子どもをしっかりしつけなきゃ、いつもいいママでいなきゃと思うゆえに、息苦しくなってしまっているママも多いようです。
2019年からは「◯◯しない」子育てで、少し気持ちをラクにしてみませんか? いつも頑張るママたちに、2人の専門家がエールを送ります!
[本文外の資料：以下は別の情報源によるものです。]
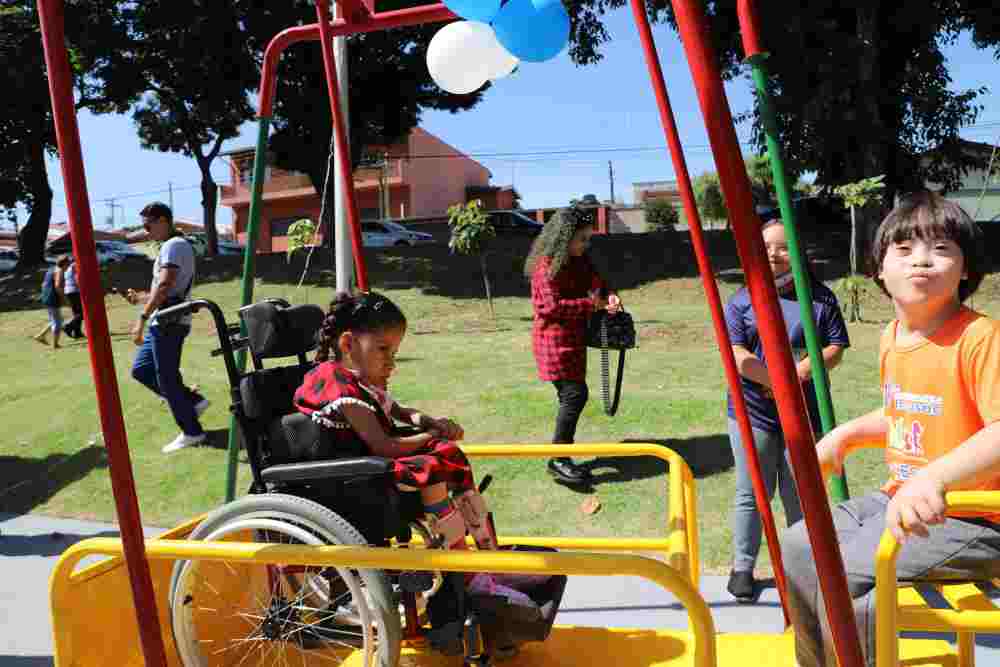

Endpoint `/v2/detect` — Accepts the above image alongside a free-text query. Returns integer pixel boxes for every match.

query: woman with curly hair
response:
[524,206,621,485]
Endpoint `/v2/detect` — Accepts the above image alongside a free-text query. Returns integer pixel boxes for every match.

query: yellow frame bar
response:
[462,442,701,588]
[51,537,717,667]
[875,491,1000,667]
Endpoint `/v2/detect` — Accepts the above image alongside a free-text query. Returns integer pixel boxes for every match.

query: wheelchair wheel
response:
[169,493,402,667]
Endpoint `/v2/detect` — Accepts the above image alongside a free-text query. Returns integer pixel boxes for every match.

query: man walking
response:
[127,202,208,454]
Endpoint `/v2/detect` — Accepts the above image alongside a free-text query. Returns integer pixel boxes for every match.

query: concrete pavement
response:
[0,513,1000,667]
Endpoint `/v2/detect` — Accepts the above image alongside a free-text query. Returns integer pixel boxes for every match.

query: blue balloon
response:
[444,0,500,23]
[493,0,569,63]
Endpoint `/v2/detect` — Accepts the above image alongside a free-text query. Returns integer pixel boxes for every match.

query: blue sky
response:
[21,10,1000,228]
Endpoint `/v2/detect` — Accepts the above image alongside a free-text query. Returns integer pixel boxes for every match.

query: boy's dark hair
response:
[316,292,406,362]
[139,201,174,224]
[871,191,986,302]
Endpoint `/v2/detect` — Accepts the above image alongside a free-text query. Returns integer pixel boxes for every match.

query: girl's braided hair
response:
[524,205,594,280]
[316,292,406,362]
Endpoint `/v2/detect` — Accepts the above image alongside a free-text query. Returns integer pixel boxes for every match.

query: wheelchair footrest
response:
[399,572,434,593]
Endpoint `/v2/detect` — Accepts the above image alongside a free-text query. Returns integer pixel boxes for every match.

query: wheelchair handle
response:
[156,299,240,387]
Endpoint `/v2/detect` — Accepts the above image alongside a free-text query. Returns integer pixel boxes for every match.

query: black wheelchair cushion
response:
[242,301,325,359]
[260,456,392,484]
[240,365,312,422]
[271,412,371,463]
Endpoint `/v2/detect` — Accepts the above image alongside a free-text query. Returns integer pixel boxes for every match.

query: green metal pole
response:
[747,54,849,502]
[226,116,271,503]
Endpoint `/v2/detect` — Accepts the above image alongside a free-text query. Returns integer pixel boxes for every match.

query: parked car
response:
[185,232,245,257]
[45,241,141,266]
[490,210,545,236]
[0,248,18,271]
[361,220,434,248]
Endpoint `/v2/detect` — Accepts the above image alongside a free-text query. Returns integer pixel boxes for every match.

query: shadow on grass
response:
[564,434,735,493]
[0,445,108,514]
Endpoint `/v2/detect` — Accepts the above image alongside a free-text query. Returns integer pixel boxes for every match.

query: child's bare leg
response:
[455,488,498,549]
[420,482,467,549]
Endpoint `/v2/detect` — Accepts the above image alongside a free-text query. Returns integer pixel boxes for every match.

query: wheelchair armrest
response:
[260,456,392,483]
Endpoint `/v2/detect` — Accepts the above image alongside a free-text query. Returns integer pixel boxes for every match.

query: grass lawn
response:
[0,241,1000,574]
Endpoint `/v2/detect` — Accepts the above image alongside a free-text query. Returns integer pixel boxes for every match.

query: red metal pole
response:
[631,0,788,625]
[38,0,167,667]
[672,0,864,667]
[259,4,458,118]
[736,0,766,60]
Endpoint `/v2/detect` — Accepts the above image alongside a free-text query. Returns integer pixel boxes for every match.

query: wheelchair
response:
[166,299,566,667]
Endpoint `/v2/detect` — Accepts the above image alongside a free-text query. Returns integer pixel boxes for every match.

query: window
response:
[239,159,253,185]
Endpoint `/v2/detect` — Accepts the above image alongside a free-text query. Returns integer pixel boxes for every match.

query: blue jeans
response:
[132,324,205,435]
[729,419,802,572]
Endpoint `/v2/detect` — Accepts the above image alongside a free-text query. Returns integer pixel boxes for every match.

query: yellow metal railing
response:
[875,491,1000,667]
[51,537,716,667]
[462,442,701,588]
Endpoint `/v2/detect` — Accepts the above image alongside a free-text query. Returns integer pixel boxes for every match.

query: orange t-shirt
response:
[879,306,1000,521]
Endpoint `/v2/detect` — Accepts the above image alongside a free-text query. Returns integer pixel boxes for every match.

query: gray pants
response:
[781,492,1000,667]
[729,419,802,572]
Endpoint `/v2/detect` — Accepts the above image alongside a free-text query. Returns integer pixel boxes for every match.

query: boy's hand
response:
[885,474,947,544]
[816,431,846,479]
[427,417,465,440]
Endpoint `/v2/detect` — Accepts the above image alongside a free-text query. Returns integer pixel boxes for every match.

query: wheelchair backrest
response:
[238,300,324,478]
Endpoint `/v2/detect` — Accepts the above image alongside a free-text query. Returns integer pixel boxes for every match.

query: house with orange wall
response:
[220,127,496,253]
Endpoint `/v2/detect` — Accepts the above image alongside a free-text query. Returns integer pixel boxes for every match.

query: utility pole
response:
[608,160,615,204]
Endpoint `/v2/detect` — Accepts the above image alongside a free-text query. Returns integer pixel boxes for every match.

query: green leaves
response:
[833,174,885,208]
[642,199,680,232]
[285,218,318,262]
[448,199,497,255]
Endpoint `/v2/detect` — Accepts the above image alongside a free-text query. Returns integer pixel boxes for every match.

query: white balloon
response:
[427,21,499,95]
[487,26,521,81]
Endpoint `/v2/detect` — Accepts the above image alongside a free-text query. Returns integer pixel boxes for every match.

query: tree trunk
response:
[479,253,497,329]
[197,158,219,257]
[17,144,52,268]
[851,2,897,266]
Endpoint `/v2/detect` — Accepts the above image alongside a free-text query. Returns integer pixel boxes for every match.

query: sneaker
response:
[547,457,591,484]
[465,572,538,607]
[726,570,756,604]
[194,394,212,417]
[161,433,205,454]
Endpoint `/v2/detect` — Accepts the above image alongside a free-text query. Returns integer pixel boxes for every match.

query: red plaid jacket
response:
[531,256,605,382]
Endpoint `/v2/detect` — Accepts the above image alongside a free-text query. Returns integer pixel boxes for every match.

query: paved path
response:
[0,513,1000,667]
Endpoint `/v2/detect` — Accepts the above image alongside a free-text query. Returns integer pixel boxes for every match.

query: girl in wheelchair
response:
[294,292,534,606]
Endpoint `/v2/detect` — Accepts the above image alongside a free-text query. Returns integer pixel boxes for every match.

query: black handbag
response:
[587,309,635,417]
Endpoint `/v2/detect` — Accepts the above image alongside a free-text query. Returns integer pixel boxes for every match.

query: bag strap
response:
[601,318,625,417]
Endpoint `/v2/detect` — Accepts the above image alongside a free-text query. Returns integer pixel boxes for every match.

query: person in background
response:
[781,192,1000,667]
[63,258,85,339]
[725,218,851,603]
[33,255,70,350]
[524,207,621,485]
[126,202,209,454]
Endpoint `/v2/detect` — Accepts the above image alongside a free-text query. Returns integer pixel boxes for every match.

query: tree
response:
[0,0,134,267]
[834,176,885,322]
[448,199,497,327]
[99,0,260,255]
[691,171,729,229]
[642,199,680,232]
[570,0,1000,206]
[246,0,489,240]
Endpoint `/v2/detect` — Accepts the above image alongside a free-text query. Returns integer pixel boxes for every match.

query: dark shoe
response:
[548,457,591,484]
[726,570,757,604]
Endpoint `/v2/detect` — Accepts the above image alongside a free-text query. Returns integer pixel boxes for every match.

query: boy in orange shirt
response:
[782,192,1000,667]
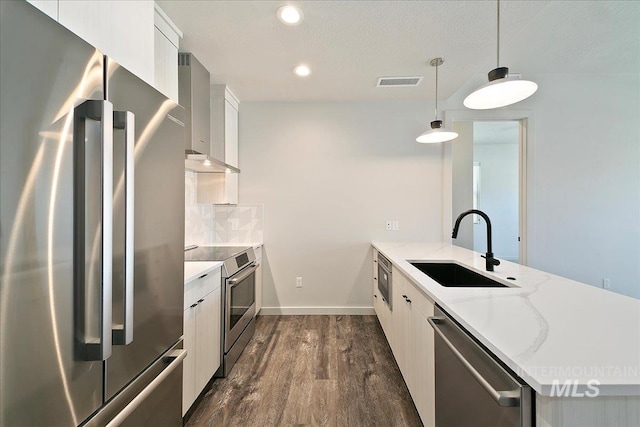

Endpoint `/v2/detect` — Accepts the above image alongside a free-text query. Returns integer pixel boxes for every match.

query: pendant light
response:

あんふぁん読者アンケートから アンケート実施期間:2018年9月5日~10月3日、有効回答数1218人

20年以上幼稚園を見守り続けている平山許江さんのアドバイス

わが子と本気の感情で向き合っていれば
子育ての9割は終えています

子育てで大事なことは何だと思いますか。感情的にならないこと? 子どもを正しくしつけること? 私は「子どもに本気の感情で向き合うこと」という一言に尽きると思います。
親が本気で向き合ってくれた記憶は、子どもの中に蓄積していきます。熱が出たとき、タオルで冷やしてくれたこと。お風呂で遊んでくれたこと。ガミガミ口うるさいことも含めて、親が自分に向けてくれた関心は、「ママやパパは自分の味方でいてくれる」という他者への信頼と、「僕はできる子なんだ」という自分への信頼を育てます。この二つが両輪となってその子の「生きる力」を支えるのです。
親が本気で向き合ってくれていると実感している子どもは、生きる力を持ち続けるもの。「すぐ感情的になる私は、ダメなママ」なんて思わなくて大丈夫。自然な感情で子どもに向き合うことこそ、親の仕事です。

子育てがラクになるつの“しない”

いつも100%の親でいようと思わない
親だって人間ですもの、手を抜くところがあって当然です。でも、「今日はずっとテレビを観せてしまった」と思ったら、「明日は絵本を読んであげよう」と自然にバランスを取っているのではないでしょうか。それでも、やっぱり毎日は続けられなくてまた手を抜くわけですが、こうした「揺れ幅」の中でトータルとして「まあまあの親」でいれば大丈夫。それが生身の人間の子育てです。

叱ることをタブーと思い過ぎない
「褒めて育てよ」という言葉の本来の意味は、子どもはそうそう褒められるような行動を取るものではないから、いいことをしたときには忘れずに褒めましょう、ということ。「叱らずに育てる」ということではありません。叱り過ぎてしまったときは、叱った言葉が「5」だとしたら、愛情のこもった言葉も「5」だけ掛けてあげましょう。

子どものうぬぼれや図々しさを否定しない
うまく紙が切れないと、「だってはさみが悪いんだもん」と物のせいにする。何かにつけて偉そう。こうした態度に悩んでいるママもいるかもしれませんが、これはママやパパからの絶対的な庇護があり、「自分は大丈夫なんだ、できるんだ」という自信があるからこそのうぬぼれです。この自信があるから、「生きる力」につながっていくのです。

お話を聞いたのは
平山許江さん

ひらやま・もとえ/東京学芸大学大学院への入学や子育てなどをはさみ、幼稚園に断続的に20年以上勤務。大学教授を歴任し、現在は青木幼児教育研究所所員、立正大学大学院非常勤講師。著書に「子育ては、どたばたがよろしい」「保育の『ツボ』100」(ともに世界文化社)など。「保育楽者」として保育の楽しさを探究中。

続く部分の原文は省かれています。